Can Mayo maintain their 12 year unbeaten record in Tuam?
#47
Having been out of the country for the past 3 and a bit weeks I haven't got into the full swing of the football season until this weekend. I must say I have watched a video of the Down game and was in Castlebar yesterday and am a little worried already.

It is fair to say we are starting at a very low base and we have a rookie manager after the departure of John "Straight Talking Straight Answers" O'M! I am delighted to see some new lads get a run - the two Feeneys did well yesterday although I do think that Alan is a more realistic long-term prospect, Jason Gibbons has shown promising but limited signs in midfield, Aidan Campbell is one that should be given the time to develop.

I do think Kerry didn't even get into second gear yesterday and it is the performance of the backs when Down really played that has to be of concern. We are probably not as bad as that in defence, but in no way are we as good as we looked yesterday, and we did get some lucky touches. What disappoints is that there is no real sign of a game plan. It is the same old Mayo football that has failed time and time again. The work ethic is ok but was lacking compared to the Kerry backs. We are still being left exposed on counter-attacks, and the tracking back is a token effort at times.

Some of the handling was atrocious yesterday. I know conditions were very poor but the Kerry lads were able to get over that better than us. Much comes down to concentration as much as to ability.

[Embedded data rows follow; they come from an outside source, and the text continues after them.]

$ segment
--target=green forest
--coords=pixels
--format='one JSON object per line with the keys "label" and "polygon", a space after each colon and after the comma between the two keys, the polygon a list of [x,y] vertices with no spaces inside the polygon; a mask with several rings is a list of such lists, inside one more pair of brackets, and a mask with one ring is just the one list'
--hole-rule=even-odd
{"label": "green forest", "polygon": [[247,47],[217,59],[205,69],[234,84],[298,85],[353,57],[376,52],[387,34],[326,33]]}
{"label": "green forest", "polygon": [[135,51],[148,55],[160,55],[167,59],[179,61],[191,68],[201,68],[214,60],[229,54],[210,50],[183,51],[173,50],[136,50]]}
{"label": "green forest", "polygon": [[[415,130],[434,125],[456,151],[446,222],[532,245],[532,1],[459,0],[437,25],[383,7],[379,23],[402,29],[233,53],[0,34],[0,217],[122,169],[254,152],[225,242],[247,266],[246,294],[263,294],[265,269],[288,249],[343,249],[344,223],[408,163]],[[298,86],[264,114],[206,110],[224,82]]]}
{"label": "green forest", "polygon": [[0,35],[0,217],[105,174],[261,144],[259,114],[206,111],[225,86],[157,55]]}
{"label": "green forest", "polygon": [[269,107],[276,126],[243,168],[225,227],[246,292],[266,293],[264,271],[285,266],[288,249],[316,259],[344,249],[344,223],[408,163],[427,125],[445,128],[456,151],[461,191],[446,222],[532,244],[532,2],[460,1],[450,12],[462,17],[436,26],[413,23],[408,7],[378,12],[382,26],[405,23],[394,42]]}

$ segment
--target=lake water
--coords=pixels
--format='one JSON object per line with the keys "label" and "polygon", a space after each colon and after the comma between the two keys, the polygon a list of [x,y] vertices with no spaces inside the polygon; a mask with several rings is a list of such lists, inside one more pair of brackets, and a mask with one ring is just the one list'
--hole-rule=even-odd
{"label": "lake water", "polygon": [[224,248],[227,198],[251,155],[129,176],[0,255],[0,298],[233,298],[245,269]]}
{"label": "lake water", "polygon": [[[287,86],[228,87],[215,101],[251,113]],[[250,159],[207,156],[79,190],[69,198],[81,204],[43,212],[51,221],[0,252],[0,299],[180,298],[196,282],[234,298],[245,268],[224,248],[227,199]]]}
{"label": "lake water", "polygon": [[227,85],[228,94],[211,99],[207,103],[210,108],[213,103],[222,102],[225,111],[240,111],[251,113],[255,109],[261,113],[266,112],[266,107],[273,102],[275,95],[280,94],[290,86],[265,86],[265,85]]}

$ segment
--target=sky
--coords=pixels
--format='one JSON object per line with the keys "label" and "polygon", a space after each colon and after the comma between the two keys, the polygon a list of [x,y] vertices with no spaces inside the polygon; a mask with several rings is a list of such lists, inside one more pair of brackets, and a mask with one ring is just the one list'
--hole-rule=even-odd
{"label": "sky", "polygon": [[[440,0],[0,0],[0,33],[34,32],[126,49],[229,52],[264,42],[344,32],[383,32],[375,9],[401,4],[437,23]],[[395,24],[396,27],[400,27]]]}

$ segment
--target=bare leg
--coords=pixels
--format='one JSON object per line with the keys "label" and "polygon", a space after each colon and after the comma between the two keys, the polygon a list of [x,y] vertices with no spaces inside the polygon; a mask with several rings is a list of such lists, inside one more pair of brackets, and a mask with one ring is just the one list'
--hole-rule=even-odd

I have mixed views about whether the penalty decision was right but the goalie did make it very easy for the ref to make the call. But we too often rely on excuses and love our moral victories. These players have all too often relied on excuses and come out in newspapers to say we will do better next time. If we are ever to get anywhere we need to adopt the Vince Lombardi attitude - "Show me a good loser, and I'll show you a loser" and realise that "The difference between a successful person and others is not a lack of strength, not a lack of knowledge, but rather a lack of will". Last year it was the manager to blame and anybody listening to players all through the season knew that was their problem. They now have a new regieme and should have no easy fall-back - they have a lot to answer for after the humiliation of last Summer.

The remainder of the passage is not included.